I distinctly remember fighting over and over again with the metasploit api. Having to patch it, dealing with the amount of resources it required and finding ways to properly parse the results on successful exploitation as well as proxying actions to it. Still great memories from it but it was clearly not designed to be run at scale like this. The code for that part is in lib/Common/Exploration/Metasploit/.

Providing the state image to the model

This was another tricky part as mentioned before, how to turn the state that the Pentest AI knows into something the Neural Network can process correctly. For that I would have a raw observation (RawObservation) and then a different one after processing (ProcessedObservation) to calculate things like bonuses for new sessions (e.g 400 for priv esc), penalties for errors and so on. As well as confirming things were correct (if nmap returned a port was opened I would do a TCP check since sometimes there were incorrect outputs).

Training

The training system (lib/Training/ and lib/Common/Training) has the different things I had to implement at the time from scratch or copying from reinforcement learning books. I hardly remember all the details but I do remember how much I struggled with the different alternatives, and why the jupyter notebook was key. It would take a long time to get the experimental data, but once you had it you could test the different models for their predictions. Of course what was harder was figuring out which one was best to add as a predictor to guide the model and their method (like a greedy or epsilon greedy) since it would impact the exploration and performance.

Debugging

As shown by the fact I had to create a video of the graph in action, I had to do a lot of things to understand what the model was doing, ways to print the information, reports on it and videos of the exploration paths to understand when things were working properly or not. At the time I remember fighting a lot with the graph visualisation, something today we could probably have an llm output in a single prompt. (The code for the visualisation is in lib/Presentation/Visualizer/)
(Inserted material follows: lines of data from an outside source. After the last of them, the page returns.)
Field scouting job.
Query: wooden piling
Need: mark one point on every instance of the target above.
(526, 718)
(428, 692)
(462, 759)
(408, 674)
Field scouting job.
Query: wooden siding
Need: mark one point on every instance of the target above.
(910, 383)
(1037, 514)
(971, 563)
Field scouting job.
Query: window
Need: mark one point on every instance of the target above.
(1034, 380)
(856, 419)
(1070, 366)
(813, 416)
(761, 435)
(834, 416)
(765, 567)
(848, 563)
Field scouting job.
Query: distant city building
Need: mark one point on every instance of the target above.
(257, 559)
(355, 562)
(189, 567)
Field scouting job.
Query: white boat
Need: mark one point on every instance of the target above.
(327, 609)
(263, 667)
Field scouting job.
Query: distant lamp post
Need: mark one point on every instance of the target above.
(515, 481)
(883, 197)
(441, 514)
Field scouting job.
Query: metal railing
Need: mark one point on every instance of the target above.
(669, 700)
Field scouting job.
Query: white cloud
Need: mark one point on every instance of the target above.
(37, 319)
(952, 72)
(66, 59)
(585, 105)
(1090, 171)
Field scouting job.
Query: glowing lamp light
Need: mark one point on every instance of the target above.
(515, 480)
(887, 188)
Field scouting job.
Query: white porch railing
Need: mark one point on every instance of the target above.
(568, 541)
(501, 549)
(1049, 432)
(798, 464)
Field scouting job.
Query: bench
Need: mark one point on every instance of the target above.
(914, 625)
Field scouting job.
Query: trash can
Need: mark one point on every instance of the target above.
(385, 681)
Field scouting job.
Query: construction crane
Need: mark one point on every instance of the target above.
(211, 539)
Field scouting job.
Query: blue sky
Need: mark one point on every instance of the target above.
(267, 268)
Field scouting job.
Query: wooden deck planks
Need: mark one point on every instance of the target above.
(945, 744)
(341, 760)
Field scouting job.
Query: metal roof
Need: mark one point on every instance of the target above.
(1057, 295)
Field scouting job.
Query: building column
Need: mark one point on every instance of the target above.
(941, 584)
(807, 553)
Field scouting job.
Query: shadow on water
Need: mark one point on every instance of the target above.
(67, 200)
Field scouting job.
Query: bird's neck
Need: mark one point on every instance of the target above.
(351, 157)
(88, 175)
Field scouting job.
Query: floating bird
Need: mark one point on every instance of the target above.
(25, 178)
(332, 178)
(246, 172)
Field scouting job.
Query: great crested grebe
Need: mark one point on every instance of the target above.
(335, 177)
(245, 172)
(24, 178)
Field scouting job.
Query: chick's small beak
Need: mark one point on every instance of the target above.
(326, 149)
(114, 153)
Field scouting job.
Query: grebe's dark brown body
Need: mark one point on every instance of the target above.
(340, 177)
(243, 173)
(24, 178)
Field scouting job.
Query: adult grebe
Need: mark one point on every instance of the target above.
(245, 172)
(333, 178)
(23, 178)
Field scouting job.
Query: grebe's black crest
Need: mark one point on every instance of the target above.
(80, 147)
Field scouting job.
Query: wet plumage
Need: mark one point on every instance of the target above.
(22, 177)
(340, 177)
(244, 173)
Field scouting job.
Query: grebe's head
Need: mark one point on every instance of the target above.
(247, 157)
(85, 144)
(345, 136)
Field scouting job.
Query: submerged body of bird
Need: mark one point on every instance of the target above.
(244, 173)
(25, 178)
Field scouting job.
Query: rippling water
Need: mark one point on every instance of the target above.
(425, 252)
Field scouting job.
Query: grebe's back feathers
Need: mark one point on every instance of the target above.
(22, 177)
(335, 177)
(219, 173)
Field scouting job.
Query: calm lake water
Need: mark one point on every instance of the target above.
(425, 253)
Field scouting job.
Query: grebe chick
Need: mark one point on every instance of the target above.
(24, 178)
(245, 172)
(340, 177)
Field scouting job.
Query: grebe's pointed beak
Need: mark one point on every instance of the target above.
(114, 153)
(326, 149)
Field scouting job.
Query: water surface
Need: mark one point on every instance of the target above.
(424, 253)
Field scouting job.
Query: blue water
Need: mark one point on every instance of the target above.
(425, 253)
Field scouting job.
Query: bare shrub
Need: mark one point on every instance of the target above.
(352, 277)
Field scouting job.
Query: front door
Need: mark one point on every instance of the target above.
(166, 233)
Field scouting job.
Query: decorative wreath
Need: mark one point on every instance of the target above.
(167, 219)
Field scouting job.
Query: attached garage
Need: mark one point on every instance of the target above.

You can find the source code here: https://github.com/89berner/drako.git

Some additional notes I remember

1. Such a system required a LOT of RAM, I had to buy a used server with 512gb of ram to be able to run the amount of vm’s to train in parallel that I needed, for this the CPU/RAM were the real bottleneck, since training runs required little GPU and the time it would take to get experience from each exploit was much higher.
2. It goes without saying that ML is hard, I had to read many books, a couple of coursera courses and specialisations on reinforcement learning to get it working to the state I wanted, and still I would scratch the surface of the possibilities. The most interesting thing I explored was doing simulations with the data, thinking of achieving something similar to what now is common practice for robotics.
3. Before going through hosting the vulnerable VMs myself, I started using hackthebox, but the limits, and speed it involved made me prefer local vms. A lot of automation had to be built to also automatically create, reset, and reassign vulnerable boxes.
4. I also explored the idea of just creating unlimited machines with random configurations, the idea being it would maybe find out new versions of machines which are vulnerable to exploits, again this was limited by the resources it would take but it was a nice experiment.